Period: Mid/Late Nineteenth Century
Height: 42.5 inches
Width: 23.5 inches
Depth: 26.5 inches
(all at maximum points)
The spindle back elm seated ‘Boston Rocker’ Rocking Chair having the traditional rolling seat, curved arms, large crested top trail, seven concave spindles with open arms and bee hive turned legs and stretcher on sleigh rockers survives from the third quarter of nineteenth century America.
The chair has a lovely deep and rich colour and expected patination to the right areas with the seat and arms bearing the richest patina. There are three of four old wormholes but nothing of concern and the piece is stable and rocks beautifully. There has been one old repair to the chair with one of the spindles a later replacement. This aside, the piece is in original condition.

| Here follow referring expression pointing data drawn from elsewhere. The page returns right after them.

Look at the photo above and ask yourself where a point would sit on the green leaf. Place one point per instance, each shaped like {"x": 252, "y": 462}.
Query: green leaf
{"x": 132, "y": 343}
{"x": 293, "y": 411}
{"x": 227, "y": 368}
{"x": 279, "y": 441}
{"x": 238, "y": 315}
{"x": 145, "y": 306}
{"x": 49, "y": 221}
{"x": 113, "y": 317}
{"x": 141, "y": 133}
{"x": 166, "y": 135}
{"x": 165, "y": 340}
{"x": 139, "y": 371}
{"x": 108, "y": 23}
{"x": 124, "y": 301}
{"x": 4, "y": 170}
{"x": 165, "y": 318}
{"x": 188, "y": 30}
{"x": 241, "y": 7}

Boston rockers as they are known originated in 1830 and it became very popular in the mid 19th century and were once described by the pioneer American furniture historian Wallace Nutting as “the most popular chair ever made, which people sit in, antiquarians despise and novices seek.” From 1830 to 1890 the Boston rocker was the standard American rocking chair. Its popularity spread from New England across the nation, and it was exported to France, Germany, Russia, Turkey, Egypt, China, and India. The earliest versions were handcrafted, but after 1840 Boston rockers were mass-produced by many makers. What distinguishes the classic Boston rocker from other rocking chairs are its gracefully scrolled seat, high spindled back, spool turnings, and rolling crest and headpiece. The first Boston rockers, which were as likely to have come from Connecticut as from Boston, were made of oak with solid pine seats.
A chair that achieves the heady combination of relaxation and movement, mobility and repose with sufficient style.